Here are some trends dealing with appliances in 2013:
· Apple TV set and the future of TV. We could have lumped this one in either the Battle for the Living Room or streaming video content. However, given everyone’s fascination with what Apple is doing, we expect to see continued speculation of how Apple plans to disrupt the TV-viewing experience through plans for a possible Apple TV set, and the implications from a programming and TV set-manufacturing perspective. Despite Apple’s persistent denials that it is not developing its own TV set, we expect to see more articles about Apple’s effort into redesigning a TV set for how we watch today.
· Automated home and smart appliances. As smart appliances and devices like Internet-connected refrigerators and ovens become available, expect more media coverage about them. A problem for smart appliance manufacturers is that people tend to hold onto refrigerators for a long time so what seems smart today won’t feel so smart a decade from now. Appliance makers will need to find ways to make the displays and the software running the smart appliances to be easily upgradeable. Another challenge: The lack of interoperability – the ability for one smart device to be able to communicate effectively with another smart appliance. If you buy one brand of toaster, will it be able to “talk” with your refrigerator? If they can’t, you basically have a Kitchen of Babel. Appliance manufacturers will need to make sure their appliances can talk to each other (and not just to the apps on your smartphone).

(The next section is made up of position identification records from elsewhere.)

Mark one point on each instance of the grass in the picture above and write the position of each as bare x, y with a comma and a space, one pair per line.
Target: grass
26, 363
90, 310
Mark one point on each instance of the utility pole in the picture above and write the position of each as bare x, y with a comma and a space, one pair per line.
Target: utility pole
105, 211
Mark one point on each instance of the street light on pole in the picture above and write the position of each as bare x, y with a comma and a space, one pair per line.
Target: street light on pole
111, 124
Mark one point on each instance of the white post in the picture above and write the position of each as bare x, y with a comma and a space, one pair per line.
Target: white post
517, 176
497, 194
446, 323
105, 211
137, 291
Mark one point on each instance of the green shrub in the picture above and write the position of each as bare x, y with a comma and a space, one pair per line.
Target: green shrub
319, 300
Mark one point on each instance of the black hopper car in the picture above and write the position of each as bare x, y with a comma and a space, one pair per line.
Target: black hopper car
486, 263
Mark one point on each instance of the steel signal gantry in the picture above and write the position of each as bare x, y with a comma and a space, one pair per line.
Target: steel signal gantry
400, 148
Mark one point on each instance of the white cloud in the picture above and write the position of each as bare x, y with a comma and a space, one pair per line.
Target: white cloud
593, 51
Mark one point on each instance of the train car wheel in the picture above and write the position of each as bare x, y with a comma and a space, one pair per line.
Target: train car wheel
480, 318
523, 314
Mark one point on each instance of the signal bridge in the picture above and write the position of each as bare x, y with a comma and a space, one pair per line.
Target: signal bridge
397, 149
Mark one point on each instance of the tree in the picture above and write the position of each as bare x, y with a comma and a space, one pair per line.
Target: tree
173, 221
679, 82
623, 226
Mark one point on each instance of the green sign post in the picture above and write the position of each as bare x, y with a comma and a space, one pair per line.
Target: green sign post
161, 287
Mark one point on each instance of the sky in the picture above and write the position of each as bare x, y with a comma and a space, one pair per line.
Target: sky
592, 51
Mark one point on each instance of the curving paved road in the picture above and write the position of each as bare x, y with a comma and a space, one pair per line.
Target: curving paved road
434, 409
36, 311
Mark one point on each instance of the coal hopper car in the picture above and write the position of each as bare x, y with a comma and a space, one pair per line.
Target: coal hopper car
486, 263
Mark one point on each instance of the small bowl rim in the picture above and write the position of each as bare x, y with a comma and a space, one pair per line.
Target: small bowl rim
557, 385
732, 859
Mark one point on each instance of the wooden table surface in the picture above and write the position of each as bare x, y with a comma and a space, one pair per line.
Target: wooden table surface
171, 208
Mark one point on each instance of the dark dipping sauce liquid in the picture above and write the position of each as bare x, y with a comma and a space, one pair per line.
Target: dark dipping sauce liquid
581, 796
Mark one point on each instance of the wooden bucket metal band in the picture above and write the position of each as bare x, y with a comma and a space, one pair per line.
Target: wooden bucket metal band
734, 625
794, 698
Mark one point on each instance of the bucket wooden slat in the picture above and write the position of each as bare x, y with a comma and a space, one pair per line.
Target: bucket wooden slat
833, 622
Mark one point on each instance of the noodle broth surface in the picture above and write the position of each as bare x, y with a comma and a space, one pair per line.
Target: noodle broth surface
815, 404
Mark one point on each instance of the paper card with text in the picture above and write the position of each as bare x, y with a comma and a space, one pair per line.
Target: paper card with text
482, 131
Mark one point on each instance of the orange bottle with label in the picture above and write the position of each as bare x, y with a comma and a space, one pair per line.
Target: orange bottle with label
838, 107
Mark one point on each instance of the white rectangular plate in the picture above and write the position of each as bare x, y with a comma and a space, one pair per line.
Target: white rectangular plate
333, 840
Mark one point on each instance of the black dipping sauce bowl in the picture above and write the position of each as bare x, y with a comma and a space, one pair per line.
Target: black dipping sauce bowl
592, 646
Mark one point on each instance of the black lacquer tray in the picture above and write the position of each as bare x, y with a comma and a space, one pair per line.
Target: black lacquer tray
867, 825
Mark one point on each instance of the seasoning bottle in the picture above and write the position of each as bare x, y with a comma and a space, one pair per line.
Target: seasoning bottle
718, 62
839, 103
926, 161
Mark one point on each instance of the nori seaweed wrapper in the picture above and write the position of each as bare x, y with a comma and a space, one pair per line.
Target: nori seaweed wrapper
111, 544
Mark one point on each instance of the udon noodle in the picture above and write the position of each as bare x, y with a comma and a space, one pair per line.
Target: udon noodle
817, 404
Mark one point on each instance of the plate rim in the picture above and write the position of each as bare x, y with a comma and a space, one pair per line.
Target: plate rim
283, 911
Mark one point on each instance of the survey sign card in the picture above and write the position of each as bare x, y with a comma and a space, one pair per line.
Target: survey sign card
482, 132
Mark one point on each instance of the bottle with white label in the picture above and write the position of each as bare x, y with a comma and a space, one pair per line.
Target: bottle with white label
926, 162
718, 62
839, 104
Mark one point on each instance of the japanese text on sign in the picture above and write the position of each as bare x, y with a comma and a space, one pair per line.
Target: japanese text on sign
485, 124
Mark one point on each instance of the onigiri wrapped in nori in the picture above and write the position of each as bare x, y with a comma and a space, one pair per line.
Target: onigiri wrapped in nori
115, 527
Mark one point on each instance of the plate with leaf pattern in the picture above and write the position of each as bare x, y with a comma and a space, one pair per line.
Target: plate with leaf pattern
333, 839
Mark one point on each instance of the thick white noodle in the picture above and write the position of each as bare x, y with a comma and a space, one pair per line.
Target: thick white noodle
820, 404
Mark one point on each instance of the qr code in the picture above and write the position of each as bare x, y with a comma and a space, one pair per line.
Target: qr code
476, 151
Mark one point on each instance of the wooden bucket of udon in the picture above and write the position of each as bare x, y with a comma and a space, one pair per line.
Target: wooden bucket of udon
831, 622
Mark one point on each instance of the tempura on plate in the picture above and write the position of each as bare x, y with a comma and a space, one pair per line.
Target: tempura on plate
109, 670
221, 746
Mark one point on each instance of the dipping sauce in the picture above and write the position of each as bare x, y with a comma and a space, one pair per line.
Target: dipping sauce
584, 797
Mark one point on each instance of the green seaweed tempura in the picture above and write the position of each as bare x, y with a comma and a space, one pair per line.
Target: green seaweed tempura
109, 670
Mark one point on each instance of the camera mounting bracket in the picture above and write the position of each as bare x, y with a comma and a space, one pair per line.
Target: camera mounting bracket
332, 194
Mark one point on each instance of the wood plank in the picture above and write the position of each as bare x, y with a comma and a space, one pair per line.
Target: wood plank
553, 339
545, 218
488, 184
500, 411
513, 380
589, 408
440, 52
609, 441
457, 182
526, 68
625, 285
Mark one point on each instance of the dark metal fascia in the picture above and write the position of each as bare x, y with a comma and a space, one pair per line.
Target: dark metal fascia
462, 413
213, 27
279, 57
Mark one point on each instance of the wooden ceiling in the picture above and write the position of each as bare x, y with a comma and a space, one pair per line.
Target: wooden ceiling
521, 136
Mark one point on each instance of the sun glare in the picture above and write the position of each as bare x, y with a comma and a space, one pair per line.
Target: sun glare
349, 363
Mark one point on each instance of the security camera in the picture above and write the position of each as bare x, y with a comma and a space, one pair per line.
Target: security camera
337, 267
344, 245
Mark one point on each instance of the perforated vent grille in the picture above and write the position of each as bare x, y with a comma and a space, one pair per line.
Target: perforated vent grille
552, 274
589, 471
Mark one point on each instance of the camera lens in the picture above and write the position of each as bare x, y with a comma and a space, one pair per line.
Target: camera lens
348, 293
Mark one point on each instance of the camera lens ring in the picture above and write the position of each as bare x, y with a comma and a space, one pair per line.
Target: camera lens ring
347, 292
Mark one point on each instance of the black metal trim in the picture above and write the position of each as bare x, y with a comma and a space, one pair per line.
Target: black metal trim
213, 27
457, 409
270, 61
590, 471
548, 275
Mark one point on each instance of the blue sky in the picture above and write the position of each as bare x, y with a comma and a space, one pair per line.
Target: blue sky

· 3D printers: Not yet ready for prime time. 2013 will be the year in which the media proclaims the arrival of 3D printers — which can make three-dimensional solid copies from an original item. The technology enabling 3D printers has matured significantly but it still seems somewhat of an early adopter item. If people have problems with paper jams in regular printers, just imagine the potential problems with 3D printers. We think that obstacles to purchasing 3D printers, for most households, include limited use for most households, the learning curve on how to use it, costs of the necessary supplies to create 3D replicas, and the need for technical support. We do expect that media and blogger coverage of 3D printers will focus on how cool it is, and that the business press will look at the implications for U.S. manufacturing.